Bruxelles répète bien son intention de se passer entièrement et définitivement du gaz russe à l’horizon 2027, mais en attendant, le pipeline TurkStream tourne à plein régime. Selon Reuters, la livraison quotidienne moyenne vers l’Europe en mai a augmenté de 10,3 % par rapport au mois d’avril. La quantité les cinq premiers mois de l’année a atteint 7,2 milliards de mètres cubes contre 6,6 milliards.
Début mai, l’UE a annoncé sa décision de mettre fin à l’exploitation du gaz russe, y compris le GNL, et ce, d’ici 2027. « La dépendance à l’égard de la Russie n’est pas seulement néfaste pour notre sécurité, mais aussi pour notre économie. Nos prix énergétiques ne peuvent pas être dictés par un voisin hostile », a déclaré la présidente de la CE, Ursula von der Leyen, aux membres du Parlement européen à Strasbourg.
TurkStream prend le relais
Les 27 États membres de l’UE ont ainsi moins de deux ans pour mettre fin à l’achat et la consommation de l’énergie russe, dont les cargaisons, notamment celles de gaz naturel liquéfié (GNL). Ursula Von der Leyen a expliqué que cet arrêt se fera progressivement avec une interdiction des contrats à court terme d’ic la fin de l’année en cours, puis les contrats à long terme, seront résiliés d’ici la fin de 2027. À cela s’ajouteront d’autres restrictions visant à lutter contre la flotte clandestine qui transporte secrètement le pétrole russe.
Le 1ᵉʳ janvier dernier, Kiev mettait déjà fin au transit du gaz russe par son territoire sous les applaudissements de l’UE et les critiques de certains États membres comme la Slovaquie et la Hongrie.
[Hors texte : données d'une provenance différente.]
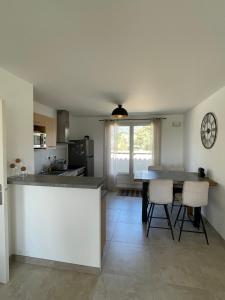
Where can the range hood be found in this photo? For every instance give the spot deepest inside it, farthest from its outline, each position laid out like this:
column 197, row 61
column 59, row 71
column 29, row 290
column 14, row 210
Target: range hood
column 62, row 126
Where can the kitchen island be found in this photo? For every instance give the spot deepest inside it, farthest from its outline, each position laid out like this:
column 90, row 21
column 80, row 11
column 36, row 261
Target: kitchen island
column 57, row 219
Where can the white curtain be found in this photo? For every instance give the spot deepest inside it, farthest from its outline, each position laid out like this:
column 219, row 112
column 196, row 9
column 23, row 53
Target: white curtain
column 110, row 157
column 156, row 142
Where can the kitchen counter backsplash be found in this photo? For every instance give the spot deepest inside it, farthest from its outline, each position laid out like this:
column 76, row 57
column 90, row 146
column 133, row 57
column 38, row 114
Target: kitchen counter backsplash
column 41, row 156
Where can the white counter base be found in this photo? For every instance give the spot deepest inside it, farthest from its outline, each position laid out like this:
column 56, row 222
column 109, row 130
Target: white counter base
column 56, row 223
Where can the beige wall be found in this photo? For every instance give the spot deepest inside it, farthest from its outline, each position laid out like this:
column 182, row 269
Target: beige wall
column 212, row 160
column 18, row 96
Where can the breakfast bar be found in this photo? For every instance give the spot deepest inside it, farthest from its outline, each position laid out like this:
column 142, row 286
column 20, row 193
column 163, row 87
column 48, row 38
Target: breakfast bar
column 58, row 219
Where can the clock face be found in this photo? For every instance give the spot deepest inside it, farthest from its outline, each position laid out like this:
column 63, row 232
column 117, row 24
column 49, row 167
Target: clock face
column 209, row 130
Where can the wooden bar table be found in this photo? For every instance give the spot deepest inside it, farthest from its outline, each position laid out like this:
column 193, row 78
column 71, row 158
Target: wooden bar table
column 178, row 177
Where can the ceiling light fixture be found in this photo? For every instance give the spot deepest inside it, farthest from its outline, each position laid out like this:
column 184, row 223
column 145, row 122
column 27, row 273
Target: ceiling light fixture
column 119, row 112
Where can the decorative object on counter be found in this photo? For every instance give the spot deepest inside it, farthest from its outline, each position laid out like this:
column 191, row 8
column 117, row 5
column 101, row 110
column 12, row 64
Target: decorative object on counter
column 23, row 170
column 201, row 172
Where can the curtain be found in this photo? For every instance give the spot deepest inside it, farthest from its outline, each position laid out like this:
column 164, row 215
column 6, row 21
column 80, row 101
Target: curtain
column 110, row 157
column 156, row 142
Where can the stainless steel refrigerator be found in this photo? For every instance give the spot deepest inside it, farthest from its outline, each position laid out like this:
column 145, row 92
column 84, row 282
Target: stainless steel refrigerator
column 81, row 153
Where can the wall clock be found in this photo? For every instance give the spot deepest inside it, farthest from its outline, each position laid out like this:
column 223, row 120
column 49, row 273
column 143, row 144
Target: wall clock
column 209, row 130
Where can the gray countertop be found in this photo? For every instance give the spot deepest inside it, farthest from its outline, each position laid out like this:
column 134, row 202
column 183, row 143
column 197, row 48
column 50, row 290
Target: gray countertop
column 58, row 181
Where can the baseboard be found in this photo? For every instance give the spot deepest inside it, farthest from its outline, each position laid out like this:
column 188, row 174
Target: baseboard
column 54, row 264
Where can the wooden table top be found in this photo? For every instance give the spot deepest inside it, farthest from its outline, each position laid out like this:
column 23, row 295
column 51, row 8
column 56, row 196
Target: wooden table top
column 176, row 176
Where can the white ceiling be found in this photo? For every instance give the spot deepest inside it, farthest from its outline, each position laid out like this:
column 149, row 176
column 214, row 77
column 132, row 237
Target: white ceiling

Depuis le sabotage de Nord Stream en septembre 2022 en mer Baltique, la Russie transmettait son gaz vers le Vieux continent par deux routes. Le premier itinéraire traversait justement l’Ukraine, et le second, TurkStream et son prolongement BalkanStream, lui passait sous la mer Noire, vers la Bulgarie, la Serbie et la Hongrie.
Lancé en 2020, TurkStream peut transporter environ 31,5 milliards de mètres cubes de gaz naturel par an. Le gaz est acheminé vers la Turquie, puis distribué vers les pays européens.
Lundi, Reuteurs annonçait que Gazprom, géant russe de l’énergie, avait vu ses livraisons quotidiennes moyennes de gaz naturel vers l’Europe via ce gazoduc augmenter de 10,3 % en mai par rapport à avril. En se basant sur les données du groupe européen de transport de gaz Entsog, l’agence de presse britannique souligne que les exportations russes de gaz via TurkStream sont passées à 46,0 millions de mètres cubes (mcm) par jour en mai, contre 41,7 mcm par jour en avril.
Malgré une baisse par rapport aux 47,2 mcm enregistrés en mai 2024, les livraisons de gaz russe à l’Europe via TurkStream, poursuit Reuters, ont atteint environ 7,2 milliards de mètres cubes (bcm) sur les cinq premiers mois de l’année, contre 6,6 bcm sur la même période un an plus tôt.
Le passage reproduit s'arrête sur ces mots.